Sin embargo, en tres décadas hemos asistido a un deterioro de la idea de que esos servicios son necesarios, de que quienes más tienen deben ayudar a quienes tienen menos. Judt razona que este deterioro tiene dos responsables: por un lado, los enemigos del estado del bienestar, siempre bien pertrechados de argumentos y con muchos recursos a su disposición para hacerse oir (esos tipos a los que Forges siempre dibuja con gafas oscuras existen, y trabajan en equipo, y de manera incansable)… Por otro, sus supuestos defensores, la socialdemocracia en general, cuyos líderes se han "dormido en los laureles" y han olvidado que la situación en la que vivimos es fruto de luchas, de negociación, de planificación, y no es inamovible… sino todo lo contrario. O peor, se han "pasado al reverso tenebroso", como ejemplificó en su momento otro político británico de infausta fama, Tony Blair, o como sucede estos días con cierto presidente de gobierno de conocidas cejas.

Las alternativas para combatir ese ataque contra los derechos tan duramente ganados, que ahora corren serio peligro de desaparecer como si nunca hubieran existido, tienen que partir, afirma Judt, de la sociedad civil, que considera adormilada. Judt llama a recuperar el valor moral, lejos de papanatismos religiosos, la búsqueda del bien común que debe animar las acciones de los individuos, en un mundo en el que algunos solamente llaman a perseguir el enriquecimiento personal a cualquier precio como único objetivo que merece la pena.

Judt anima a recuperar la perdida fe en las instituciones, en sus fundamentos, en la importancia del papel regulador de los estados, por la vía de los hechos: protestando, trabajando, involucrándose. Él mismo se da cuenta de que su fe en la socialdemocracia es puesta en entredicho por la escasa talla política de los actuales dirigentes políticos (y no solo los socialdemócratas), pero afirma decidido que es la mejor forma de gobierno que conoce… porque cualquier alternativa es peor.
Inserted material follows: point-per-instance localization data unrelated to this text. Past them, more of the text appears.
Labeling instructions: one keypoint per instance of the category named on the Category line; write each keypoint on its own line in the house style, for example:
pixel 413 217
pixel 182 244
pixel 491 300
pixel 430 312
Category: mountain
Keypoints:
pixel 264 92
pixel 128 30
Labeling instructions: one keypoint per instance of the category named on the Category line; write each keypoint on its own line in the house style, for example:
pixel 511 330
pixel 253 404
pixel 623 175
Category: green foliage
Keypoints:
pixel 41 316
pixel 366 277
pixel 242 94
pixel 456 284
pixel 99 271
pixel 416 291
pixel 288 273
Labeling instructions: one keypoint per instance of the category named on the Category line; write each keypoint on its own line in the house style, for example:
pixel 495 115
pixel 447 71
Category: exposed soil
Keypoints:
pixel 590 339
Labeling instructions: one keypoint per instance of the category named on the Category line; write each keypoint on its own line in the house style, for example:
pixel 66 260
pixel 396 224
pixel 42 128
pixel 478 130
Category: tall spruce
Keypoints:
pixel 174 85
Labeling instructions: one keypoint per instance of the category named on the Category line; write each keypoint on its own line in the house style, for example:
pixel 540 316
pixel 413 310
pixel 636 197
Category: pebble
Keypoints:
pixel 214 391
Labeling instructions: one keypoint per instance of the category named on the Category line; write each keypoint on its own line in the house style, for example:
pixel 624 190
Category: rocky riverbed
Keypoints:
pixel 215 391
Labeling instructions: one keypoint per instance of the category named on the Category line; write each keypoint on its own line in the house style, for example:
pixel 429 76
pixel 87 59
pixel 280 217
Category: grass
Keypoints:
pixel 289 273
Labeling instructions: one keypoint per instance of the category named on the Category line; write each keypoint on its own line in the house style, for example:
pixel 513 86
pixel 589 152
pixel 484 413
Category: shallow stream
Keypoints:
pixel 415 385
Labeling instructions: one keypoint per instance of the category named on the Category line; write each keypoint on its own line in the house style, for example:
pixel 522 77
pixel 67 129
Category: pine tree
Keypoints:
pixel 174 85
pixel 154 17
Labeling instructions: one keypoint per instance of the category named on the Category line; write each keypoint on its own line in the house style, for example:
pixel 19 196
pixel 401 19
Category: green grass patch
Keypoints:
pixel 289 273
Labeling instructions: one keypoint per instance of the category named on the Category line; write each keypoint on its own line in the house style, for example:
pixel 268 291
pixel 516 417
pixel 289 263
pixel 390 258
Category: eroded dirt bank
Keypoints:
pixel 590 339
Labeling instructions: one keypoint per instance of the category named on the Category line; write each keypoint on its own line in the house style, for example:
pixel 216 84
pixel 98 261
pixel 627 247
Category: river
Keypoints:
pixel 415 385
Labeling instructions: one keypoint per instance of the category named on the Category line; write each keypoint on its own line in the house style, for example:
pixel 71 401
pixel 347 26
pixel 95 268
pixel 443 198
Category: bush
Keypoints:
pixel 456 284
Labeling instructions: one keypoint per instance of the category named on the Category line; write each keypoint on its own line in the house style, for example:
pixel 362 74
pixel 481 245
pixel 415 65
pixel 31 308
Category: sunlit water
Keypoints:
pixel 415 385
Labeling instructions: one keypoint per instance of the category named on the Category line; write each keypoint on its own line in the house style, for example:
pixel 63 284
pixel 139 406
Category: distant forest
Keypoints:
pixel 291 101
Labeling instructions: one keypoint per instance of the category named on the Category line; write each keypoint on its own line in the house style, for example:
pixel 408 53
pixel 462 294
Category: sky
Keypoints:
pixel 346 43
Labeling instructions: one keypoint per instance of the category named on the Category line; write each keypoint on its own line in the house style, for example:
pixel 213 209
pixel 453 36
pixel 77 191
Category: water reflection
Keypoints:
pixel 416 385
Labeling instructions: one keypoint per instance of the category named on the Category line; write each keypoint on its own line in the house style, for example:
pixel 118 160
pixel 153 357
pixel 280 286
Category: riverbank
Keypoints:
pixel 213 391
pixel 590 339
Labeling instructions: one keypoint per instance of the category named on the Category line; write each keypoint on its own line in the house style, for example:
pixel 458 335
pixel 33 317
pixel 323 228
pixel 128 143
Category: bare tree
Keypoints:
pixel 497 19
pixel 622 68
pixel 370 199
Una lectura interesantísima para cualquiera. Tanto en el diagnóstico de la situación como en la solución que propone. Más sobre el autor, aquí, y sobre su obra, aquí. Y para terminar, otra defensa de la misma idea que defendía Goldsmith, de otra época, con otro protagonista... pero igualmente lapidaria. Silencio: habla ma Joad.

Nosotros somos el pueblo.

6 comentarios:

lokodatar dijo...

Buen post Thorpedo

Mikel dijo...

Lo que es bueno es el libro, Neuronas! Este tipo sabía hablar y sabía de lo que hablaba...

David dijo...

Uuummm. Me he leído el post con ganas e interés, peroooo...
El asunto de lo de las ayudas y los medios de comunicación machacando insistentemente en los que "defraudan" es algo que me lleva mosqueando desde hace tiempo y me hace mucha gracia.
El tema este me parece demasiado complejo como para resolverlo en un post.
Ese tipo sabía hablar y sabía de lo que hablaba...
¿Y la clase social que debería saber de lo que habla vamos a hacerle caso o vamos a seguir en nuestra rutina, voy al curro, como, mañana pongo un post, juego a la play (no personalizo, cámbialo, por me tomo unos potes, me voy al partido; salgo de marcha...lo que quieras).
Creo que como decía el chiste de Quino (ya que tú has citado a Forges), juegan negras ... y ganan
Buen post, Mikel (el libro no creo que lo lea).
Un saludito.

Mikel dijo...

Te veo algo pesimista, David! Claro que es demiado complejo para resolverlo en un post, y gente habrá que sepa más que yo de estas cosas. Se trata de poner un granito de arena. Las soluciones de Judt pueden ser idealistas... pero qué curioso, de hecho el idealismo es una de las cosas que "cierta gente" denosta porque no es "útil"... como el gasto público, dirían ellos!
Y claro que juegan negras y gangn... de hecho, ya han ganado, muchacho, y siempre ganarán... Gracias por el comentario, y el libro, desde luego, te lo recomiendo!

lokodatar dijo...

De hecho no hace falta ni que jueguen...

Mikel dijo...

Cierto, cierto... pero por lo menos, que nos demos cuenta!